Bioinformatics. 2000 Sep;16(9):750-9. doi: 10.1093/bioinformatics/16.9.750.
Blast programs are very efficient in finding relatively strong similarities but some very distantly related sequences are given a very high Expect value and are ranked very low in Blast results. We have developed Ballast, a program to predict local maximum segments (LMSs-i.e. sequence segments conserved relatively to their flanking regions) from a single Blast database search and to highlight these divergent homologues. The TBlastN database searches can also be processed with the help of information from a joint BlastP search.

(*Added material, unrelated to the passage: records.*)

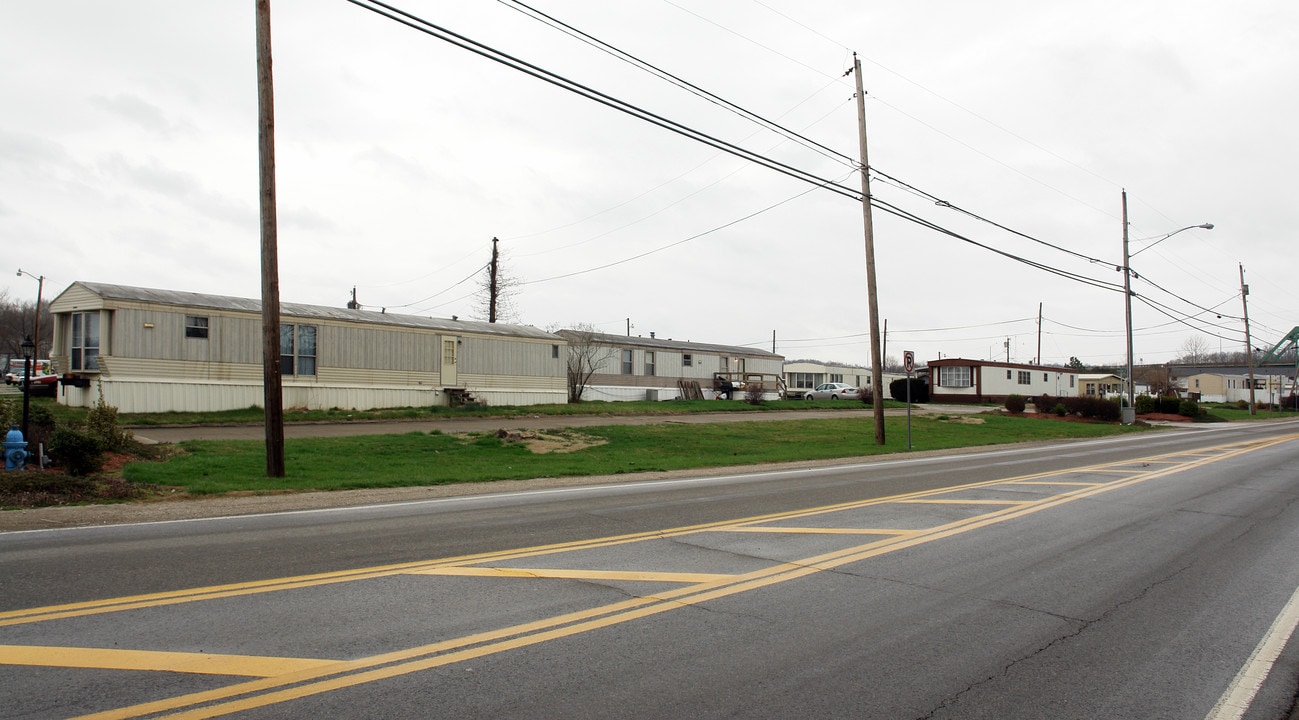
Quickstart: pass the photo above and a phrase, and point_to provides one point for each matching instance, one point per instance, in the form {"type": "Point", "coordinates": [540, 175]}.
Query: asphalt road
{"type": "Point", "coordinates": [1126, 577]}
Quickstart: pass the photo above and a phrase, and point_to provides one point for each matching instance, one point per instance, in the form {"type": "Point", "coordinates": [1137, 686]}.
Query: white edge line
{"type": "Point", "coordinates": [618, 486]}
{"type": "Point", "coordinates": [1246, 684]}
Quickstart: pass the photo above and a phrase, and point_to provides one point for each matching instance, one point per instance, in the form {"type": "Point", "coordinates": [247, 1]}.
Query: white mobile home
{"type": "Point", "coordinates": [954, 380]}
{"type": "Point", "coordinates": [161, 350]}
{"type": "Point", "coordinates": [639, 368]}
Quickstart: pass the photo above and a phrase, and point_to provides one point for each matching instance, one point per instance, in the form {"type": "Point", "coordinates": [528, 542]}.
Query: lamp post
{"type": "Point", "coordinates": [26, 382]}
{"type": "Point", "coordinates": [40, 287]}
{"type": "Point", "coordinates": [1129, 413]}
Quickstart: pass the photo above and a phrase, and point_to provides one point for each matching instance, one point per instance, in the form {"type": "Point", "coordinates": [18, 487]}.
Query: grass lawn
{"type": "Point", "coordinates": [207, 467]}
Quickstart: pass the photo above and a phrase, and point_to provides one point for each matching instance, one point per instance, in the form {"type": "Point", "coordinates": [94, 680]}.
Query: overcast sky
{"type": "Point", "coordinates": [129, 155]}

We have applied the Ballast algorithm to BlastP searches performed with sequences belonging to well described dispersed families (aminoacyl-tRNA synthetases; helicases) against the SwissProt 38 database. We show that Ballast is able to build an appropriate conservation profile and that LMSs are predicted that are consistent with the signatures and motifs described in the literature. Furthermore, by comparing the Blast, PsiBlast and Ballast results obtained on a well defined database of structurally related sequences, we show that the LMSs provide a scoring scheme that can concentrate on top ranking distant homologues better than Blast. Using the graphical user interface available on the Web, specific LMSs may be selected to detect divergent homologues sharing the corresponding properties with the query sequence without requiring any additional database search.
Blast程序在寻找相对较强的相似性方面非常高效,但一些亲缘关系非常远的序列的期望值非常高,在Blast结果中的排名非常低。我们开发了Ballast程序,该程序可从单次Blast数据库搜索中预测局部最大片段(LMS,即相对于其侧翼区域保守的序列片段),并突出显示这些差异同源物。TBlastN数据库搜索也可以借助联合BlastP搜索的信息进行处理。
我们将Ballast算法应用于使用属于描述详细的分散家族(氨酰-tRNA合成酶;解旋酶)的序列对SwissProt 38数据库进行的BlastP搜索。我们表明,Ballast能够构建适当的保守图谱,并且预测的LMS与文献中描述的特征和基序一致。此外,通过比较在结构相关序列的明确定义数据库上获得的Blast、PsiBlast和Ballast结果,我们表明LMS提供了一种评分方案,该方案比Blast更能专注于排名靠前的远缘同源物。使用网络上可用的图形用户界面,可以选择特定的LMS来检测与查询序列具有相应特性的差异同源物,而无需任何额外的数据库搜索。